MathIsimple – Simple, Friendly Math Tools & Learning

Estimation Methods

Method of Moments (MOM)

Equate sample moments to population moments

The Method of Moments estimates parameters by setting sample moments equal to population moments and solving for parameters.

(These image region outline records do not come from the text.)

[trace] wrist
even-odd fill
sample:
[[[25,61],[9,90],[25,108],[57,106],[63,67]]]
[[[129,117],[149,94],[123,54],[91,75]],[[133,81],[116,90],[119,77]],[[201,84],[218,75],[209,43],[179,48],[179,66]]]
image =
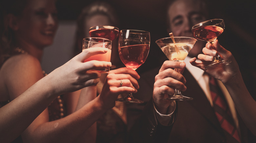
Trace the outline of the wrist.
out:
[[[95,102],[96,107],[101,111],[105,112],[110,108],[107,105],[104,103],[102,100],[100,99],[100,95],[97,96],[93,100]]]

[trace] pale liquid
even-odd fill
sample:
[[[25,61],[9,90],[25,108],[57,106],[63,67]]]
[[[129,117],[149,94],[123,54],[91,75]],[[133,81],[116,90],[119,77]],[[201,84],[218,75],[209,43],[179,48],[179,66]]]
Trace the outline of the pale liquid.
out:
[[[175,45],[179,48],[180,53],[177,53],[176,52],[174,44],[170,44],[161,48],[170,60],[183,61],[193,46],[192,44],[186,43],[177,43]]]

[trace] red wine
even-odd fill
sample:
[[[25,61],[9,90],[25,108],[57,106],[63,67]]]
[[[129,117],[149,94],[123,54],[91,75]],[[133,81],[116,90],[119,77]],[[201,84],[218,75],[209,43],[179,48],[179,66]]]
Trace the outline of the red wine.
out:
[[[89,34],[91,37],[105,38],[113,41],[118,37],[119,31],[114,29],[101,28],[92,30]]]
[[[211,42],[217,39],[223,31],[223,28],[216,26],[203,26],[193,29],[192,32],[197,39]]]
[[[126,67],[134,70],[144,63],[148,54],[148,44],[133,45],[119,47],[121,60]]]

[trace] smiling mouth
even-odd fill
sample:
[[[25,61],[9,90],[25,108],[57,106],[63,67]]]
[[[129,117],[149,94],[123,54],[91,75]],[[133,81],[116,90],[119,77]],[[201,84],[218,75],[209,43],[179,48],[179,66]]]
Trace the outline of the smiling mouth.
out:
[[[54,32],[52,31],[44,31],[42,32],[42,34],[47,36],[53,36],[54,35]]]

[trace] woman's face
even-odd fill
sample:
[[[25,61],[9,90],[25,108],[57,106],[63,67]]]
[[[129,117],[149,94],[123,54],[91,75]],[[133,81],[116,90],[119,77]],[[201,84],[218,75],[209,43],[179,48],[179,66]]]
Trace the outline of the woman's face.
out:
[[[52,44],[57,27],[54,0],[29,0],[21,16],[18,17],[18,40],[39,47]]]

\mu_k = E[X^k], \quad a_{n,k} = \frac{1}{n}\sum_{i=1}^n X_i^k

Population Moment

\mu_k = E[X^k]

Sample Moment

a_{n,k} = \frac{1}{n}\sum_{i=1}^n X_i^k

Maximum Likelihood Estimation (MLE)

Find parameters that maximize the probability of observed data

MLE finds the parameter value that makes the observed data most likely. It's the gold standard for point estimation due to optimal asymptotic properties.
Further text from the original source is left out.